Returning to the question of why experimental studies appear to be unpopular among educators, one reason might be that education as an industry seems to pay little attention and give little respect to well designed research. Researcher A might spend a good part of the year conducting some true experimentation; meanwhile, “Researcher” B swoops in with a new program that cites a couple theorists and popular assumptions, and he gets equal or more attention for his ideas. I couldn’t name a colleague who had read research in the last year, apart from maybe a couple who have taken a graduate class. In that sense, no one is listening to the researcher, leaving no payoff. As a contrast, of course, the medical field has true experimentation, but that might at least be in part because doctors are likely to ignore people peddling ideas that are not based in solid experimental research.

Consider my situation: I am a practicing professional in the education industry, and as soon as I finish graduate school, I will have no broad and easy access to peer-reviewed research in my field (sorry bloggers, you have insight, but you don’t count, here). I asked a professor for suggestions about what to do about this after I complete my program, and she suggested finding a journal or two that I particularly liked and joining/subscribing. That’s hardly an adequate approach for our field, I would claim.

In response to my suggestion about making research available to teachers, one of my colleagues agreed but mentioned that even if it were made available, teachers have no time to read it, and the likelihood of adding the reading of research to the task of items to-do seemed slim.
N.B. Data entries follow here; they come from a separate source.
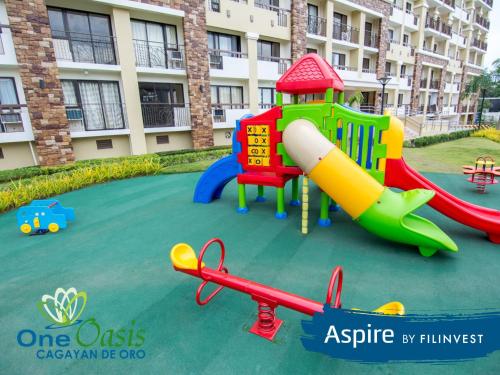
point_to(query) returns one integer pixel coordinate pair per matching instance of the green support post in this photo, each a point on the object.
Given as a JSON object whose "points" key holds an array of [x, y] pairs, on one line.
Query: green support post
{"points": [[242, 199], [295, 192], [280, 203], [260, 194], [324, 220]]}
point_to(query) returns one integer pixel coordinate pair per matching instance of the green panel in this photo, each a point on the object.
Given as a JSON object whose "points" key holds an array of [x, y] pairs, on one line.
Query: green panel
{"points": [[354, 124], [316, 113]]}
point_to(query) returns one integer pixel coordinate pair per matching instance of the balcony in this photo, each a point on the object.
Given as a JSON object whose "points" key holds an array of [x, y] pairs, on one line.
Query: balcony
{"points": [[479, 44], [161, 115], [96, 116], [84, 48], [282, 13], [345, 33], [216, 57], [225, 115], [11, 118], [371, 39], [482, 21], [158, 55], [316, 25], [434, 84]]}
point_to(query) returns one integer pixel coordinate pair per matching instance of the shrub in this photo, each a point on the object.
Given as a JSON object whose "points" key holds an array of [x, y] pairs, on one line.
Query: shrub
{"points": [[434, 139], [489, 133], [21, 192]]}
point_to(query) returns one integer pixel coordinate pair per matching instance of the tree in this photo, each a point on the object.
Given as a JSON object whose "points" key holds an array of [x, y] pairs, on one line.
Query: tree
{"points": [[356, 99], [485, 84]]}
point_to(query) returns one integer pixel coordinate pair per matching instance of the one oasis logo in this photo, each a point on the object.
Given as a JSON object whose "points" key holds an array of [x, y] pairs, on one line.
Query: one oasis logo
{"points": [[69, 337]]}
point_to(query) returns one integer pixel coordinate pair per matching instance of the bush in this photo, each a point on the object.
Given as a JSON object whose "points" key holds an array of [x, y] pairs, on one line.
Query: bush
{"points": [[434, 139], [21, 192], [490, 133], [165, 159]]}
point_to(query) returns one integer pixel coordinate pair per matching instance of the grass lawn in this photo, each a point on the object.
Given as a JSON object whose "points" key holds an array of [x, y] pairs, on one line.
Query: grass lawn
{"points": [[448, 157]]}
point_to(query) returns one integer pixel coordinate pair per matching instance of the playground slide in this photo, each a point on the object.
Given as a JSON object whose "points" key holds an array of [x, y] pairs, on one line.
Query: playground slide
{"points": [[212, 182], [402, 176], [375, 207]]}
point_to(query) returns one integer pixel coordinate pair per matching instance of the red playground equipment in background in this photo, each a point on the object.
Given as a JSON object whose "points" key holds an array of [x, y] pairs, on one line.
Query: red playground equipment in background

She suggested that schools might use some of their in-service time for teachers’ perusal of research, which I think isn’t a bad idea if you could work out the logistics.

Those are valid points, but while I agree that the crunch for time exists and I think the idea of using in-service time is interesting, I am too pessimistic to think we as teachers will receive anything different than the lot we currently hold. Knowing that, I take a harder line concerning what a teacher should do. The reality of teaching is that if a teacher lets it, the job will always suck up all the time available. I can always teach that unit a little better if I spend a little more time on it . . . and eventually there is no more time. I see so many English teachers, to give a specific example, who trim away their days writing comments on kids’ papers, and if they chose to, they could spend a month grading one set of essays or batch of stories . . . but at some point something’s “got to give,” and the professional has to make a decision about what.

In some ways, I suppose I sound harsh, but I grew up watching my mother drag around one of those mega-sized L.L. Bean tote bags full of student papers – every night she’d lug it home, and after she’d spend the weekend working to the bottom, it would fill right back up again. I have vowed not to do that, even if it means I am that much less of a teacher than she is.

Having said this, I think if research were at least accessible, some teachers (and I don’t for a moment think it would be any more than that) might set aside a little bit of time each week to read some research. Maybe it would be at the cost of a few comments on an essay, but I know I personally would be willing to make that trade, because I’m convinced that the reading of the research (good research, of course) would improve my teaching more than another hour jotting a few more comments on essays.